My uncle then gave one instance, my aunt told me, as a proof of a generosity in Mr. Lovelace’s spirit, which convinced him that he was not a bad man in nature; and that he was of a temper, he was pleased to say, like my own; which was, that when he (my uncle) had represented to him, that he might, if he pleased, make three or four hundred pounds a year of his paternal estate, more than he did; he answered, β€œThat his tenants paid their rents well: that it was a maxim with his family, from which he would by no means depart, never to rack-rent old tenants, or their descendants; and that it was a pleasure to him, to see all his tenants look fat, sleek, and contented.”

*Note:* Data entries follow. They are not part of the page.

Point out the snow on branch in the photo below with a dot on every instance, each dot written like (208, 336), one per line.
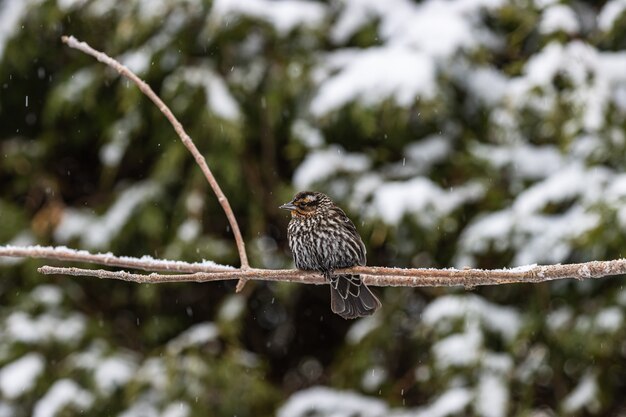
(72, 42)
(146, 263)
(209, 271)
(377, 276)
(373, 275)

I indeed had once occasionally heard him say something like this; and thought he never looked so well as at that time;⁠—except once; and that was in an instance given by him on the following incident.

An unhappy tenant of my uncle Antony came petitioning to my uncle for forbearance, in Mr. Lovelace’s presence. When he had fruitlessly withdrawn, Mr. Lovelace pleaded his cause so well, that the man was called in again, and had his suit granted. And Mr. Lovelace privately followed him out, and gave him two guineas, for present relief; the man having declared, that, at the time, he had not five shilling in the world.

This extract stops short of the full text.